That's the phrase that would best sum up Roman Polanski's latest film, "The Ninth Gate", which drags you on a long-winded journey of unanswered questions, only to drop-kick you in the final moments with an idiotic ending. But then again, this uneven mix of film noir and horror is about what you would expect from the veteran director. Polanski may have made his mark in the Sixties and Seventies with "Rosemary's Baby" and "Chinatown", but his filmography of late has been stacked with a number of B-movie offerings such as the laughable "Bitter Moon" from 1992 and the horribly miscast and misdirected "Pirates" from 1986. "The Ninth Gate" is yet another B-movie offering that offers its audience little more than the opportunity to have an afternoon nap.
Johnny Depp ("Sleepy Hollow") plays Dean Corso, a dealer in rare books who is not beyond misrepresenting the facts to buy a valuable book at less than face value. He is summoned by Boris Balkan (Frank Langella, heard recently in "Small Soldiers"), a wealthy client who with a sizable collection of books about the Devil, to examine the latest addition to his library, "The Ninth Gate". Sold to Balkan only a day before its previous owner hung himself, "The Ninth Gate" is supposedly a book written by the Devil himself in 1666, and reading from its pages will summon its author. However, Balkan's book is one of three copies in existence, and so he finances Corso on a trip to Europe to compare his copy to the other two.
Unfortunately, the deeper Corso gets into his investigation, the more dangerous it becomes. Pretty soon, bodies start piling up and Corso finds that he is being followed. One person on his tail is the widow of the book's previous owner (Lena Olin of "Mystery Men"), who will stop at nothing to get the book back. And the other is a mysterious 'guardian angel' (the director's wife Emmanuelle Seigner), who has a knack for showing up at the right moment to help Corso on his quest.
Film noir purists may find some interest in how Polanski has integrated a number of the attributes of the genre into "The Ninth Gate", including the morally-corrupted detective-like protagonist, the amoral femme fatale, the ever-present atmosphere of paranoia, and the lack of a happy ending. However, beyond the noirish elements, there really isn't a lot to hold one's interest.
The tediously told story proceeds at a listless pace, as one tired scene bleeds into the next. And when "The Ninth Gate" isn't putting you to sleep, then it will have you rolling your eyes in despair as Polanski injects his odd sense of style, bordering on camp, into the film. How else can one explain some of the ridiculous scenes the audience has to put up with-- Corso's 'guardian angel' using martial arts to save his butt from the bad guys, a strange visit to a bookshop run by a pair of twins (both played by Jose Lopez Rodero), a satanic ceremony right out of "Eyes Wide Shut", a character gleefully setting themselves on fire to prove a point, and what no Polanski film should be without, Seigner taking off her clothes before the film ends.
The only saving grace of "The Ninth Gate" lies in Depp's performance.

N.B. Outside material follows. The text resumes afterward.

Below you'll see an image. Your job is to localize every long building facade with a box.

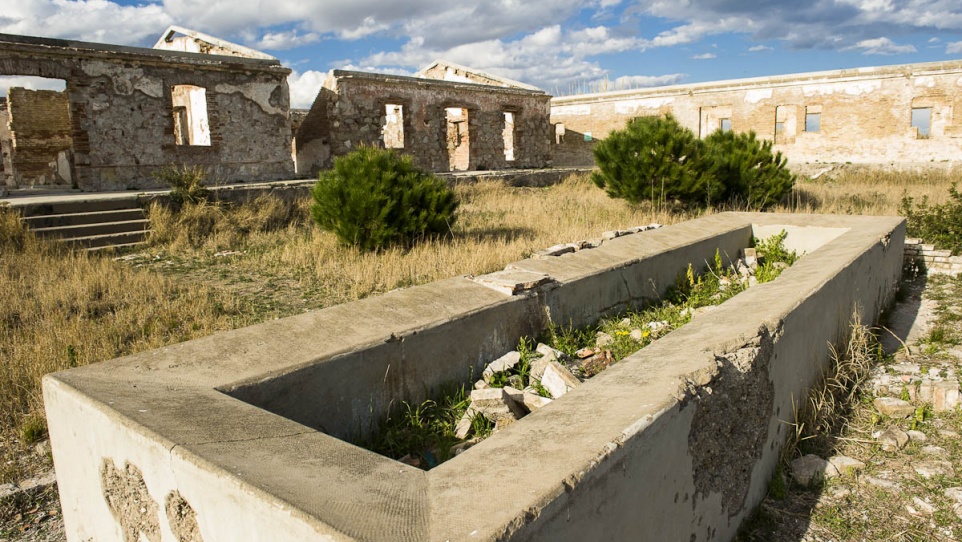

[551,61,962,166]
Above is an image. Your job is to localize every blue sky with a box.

[0,0,962,107]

As the story's hero, he does a reasonably good job of portraying a man determined to solve the mystery placed before him. Like the constable he played in "Sleepy Hollow", Corso is a character who is at the top of his trade yet still finds his abilities put to the test. Compared to Depp, the rest of the cast is pure amateur hour. The over-the-top performances of Langella and Olin are sadly appropriate for the hackneyed villains that they portray, while Seigner's lack of aptitude in the thespian arts is painfully apparent (but then again, it is doubtful that Polanski casts her in his movies based on her ability to act).
In contrast to the latter-half of 1999, the year 2000 has started off poorly with more than its fair share of bad movies. Other than "Boiler Room", there has been little released thus far to justify a trip down to the local multiplex. "The Ninth Gate" is not exception. More silly than scary, and more murky than mysterious, Polanski's latest contribution to the horror genre will most likely disappear out of theatres quickly, following in the footsteps of some other recent horror duds, such as "End of Days", "House on Haunted Hill", and "The Haunting".